La montée des tensions géopolitiques au Moyen-Orient ne se limite plus aux échanges diplomatiques ou militaires ; elle impacte désormais directement le transport civil international. Face aux risques d’escalade dans la région du Golfe, plusieurs compagnies aériennes majeures ont pris des dispositions immédiates pour garantir la sécurité de leurs appareils et de leurs passagers, modifiant en profondeur leurs programmes de vols.
Selon les informations rapportées par l’agence Anadolu, ce principe de précaution a conduit à une vague d’annulations et de réorganisations chez les transporteurs européens.

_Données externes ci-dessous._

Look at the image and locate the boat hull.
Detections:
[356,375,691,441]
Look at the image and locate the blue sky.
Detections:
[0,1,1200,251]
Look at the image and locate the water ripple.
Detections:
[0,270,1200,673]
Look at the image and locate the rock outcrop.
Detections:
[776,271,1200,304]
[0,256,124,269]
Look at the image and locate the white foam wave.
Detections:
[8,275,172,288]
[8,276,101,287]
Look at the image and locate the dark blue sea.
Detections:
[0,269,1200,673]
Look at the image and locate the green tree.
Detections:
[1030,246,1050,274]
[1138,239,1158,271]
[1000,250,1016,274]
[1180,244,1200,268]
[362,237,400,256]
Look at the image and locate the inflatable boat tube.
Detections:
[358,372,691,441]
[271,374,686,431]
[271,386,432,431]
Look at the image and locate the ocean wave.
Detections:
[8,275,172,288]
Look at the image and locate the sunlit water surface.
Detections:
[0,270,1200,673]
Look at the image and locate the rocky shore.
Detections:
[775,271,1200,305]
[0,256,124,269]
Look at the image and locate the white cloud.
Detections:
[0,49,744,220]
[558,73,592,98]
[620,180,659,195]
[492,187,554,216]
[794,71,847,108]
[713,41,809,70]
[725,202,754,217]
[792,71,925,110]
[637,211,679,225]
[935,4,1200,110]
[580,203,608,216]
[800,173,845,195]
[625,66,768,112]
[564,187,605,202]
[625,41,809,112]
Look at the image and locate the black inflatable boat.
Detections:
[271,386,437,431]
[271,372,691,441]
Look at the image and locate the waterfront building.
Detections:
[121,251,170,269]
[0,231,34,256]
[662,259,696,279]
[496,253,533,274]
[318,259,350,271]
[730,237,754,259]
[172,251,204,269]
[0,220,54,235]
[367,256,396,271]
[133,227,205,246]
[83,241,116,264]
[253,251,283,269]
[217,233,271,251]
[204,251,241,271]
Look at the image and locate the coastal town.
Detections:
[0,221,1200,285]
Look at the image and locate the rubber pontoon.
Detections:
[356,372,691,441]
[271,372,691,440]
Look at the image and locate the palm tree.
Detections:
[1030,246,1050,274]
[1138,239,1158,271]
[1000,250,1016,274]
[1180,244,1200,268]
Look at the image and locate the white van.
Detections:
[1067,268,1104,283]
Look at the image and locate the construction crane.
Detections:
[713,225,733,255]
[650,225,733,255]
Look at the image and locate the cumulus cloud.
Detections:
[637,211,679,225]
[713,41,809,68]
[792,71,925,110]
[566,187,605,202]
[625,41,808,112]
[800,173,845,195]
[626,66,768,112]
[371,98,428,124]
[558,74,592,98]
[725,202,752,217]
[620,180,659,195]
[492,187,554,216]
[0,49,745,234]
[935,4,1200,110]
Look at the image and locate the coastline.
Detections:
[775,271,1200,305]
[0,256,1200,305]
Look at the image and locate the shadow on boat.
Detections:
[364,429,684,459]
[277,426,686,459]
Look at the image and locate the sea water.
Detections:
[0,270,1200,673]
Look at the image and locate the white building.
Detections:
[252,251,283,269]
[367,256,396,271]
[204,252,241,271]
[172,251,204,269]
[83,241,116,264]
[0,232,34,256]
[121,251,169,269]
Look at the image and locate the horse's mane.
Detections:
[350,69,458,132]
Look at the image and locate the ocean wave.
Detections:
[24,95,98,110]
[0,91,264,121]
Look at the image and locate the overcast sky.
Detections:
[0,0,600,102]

Air France a ainsi confirmé, tard vendredi, la suspension « temporaire » de ses liaisons vers Dubaï. La compagnie française justifie cette décision par la situation régionale actuelle, rappelant que la sécurité de ses équipages et de ses clients constitue son « impératif absolu ». Cette mesure a entraîné l’annulation de deux vols Paris-Dubaï vendredi, ainsi que des vols retour prévus samedi. La compagnie assure suivre l’évolution des événements pour ajuster ses opérations.
**Une réaction en chaîne chez les transporteurs européens**
Le mouvement initié par Air France est suivi par d’autres acteurs majeurs du secteur. La compagnie néerlandaise KLM a appliqué des mesures similaires, interrompant ses vols non seulement vers Dubaï, mais également vers Riyad et Dammam en Arabie saoudite, ainsi que vers Tel-Aviv. Au-delà des atterrissages, le transporteur a décidé d’éviter totalement l’espace aérien de l’Iran, de l’Irak et d’Israël jusqu’à nouvel ordre.
D’autres compagnies ont ajusté leur dispositif de manière spécifique :
– **Lufthansa** (Allemagne) a suspendu ses vols vers Téhéran jusqu’au 28 mars et limite ses liaisons vers Tel-Aviv et Amman aux seuls vols de jour.
– **Luxair** (Luxembourg) a annulé ses rotations vers Dubaï.
– **ITA Airways** (Italie) a suspendu ses vols de nuit vers Israël.
– **British Airways** (Royaume-Uni) avait déjà anticipé ces mesures en interrompant ses vols vers Bahreïn plus tôt dans le mois.
**Le déploiement naval américain en toile de fond**
Ces perturbations logistiques interviennent dans un contexte de militarisation accrue de la zone. Les inquiétudes des compagnies aériennes font écho aux récentes déclarations du président américain Donald Trump concernant le déploiement de moyens navals au Moyen-Orient. Le Pentagone a confirmé le redéploiement du porte-avions Abraham Lincoln depuis la mer de Chine méridionale vers la région du Golfe. Cette concentration de forces, qualifiée d’« armada » par le président américain, alimente les craintes d’une éventuelle action militaire contre l’Iran, incitant le secteur aérien à la plus grande prudence.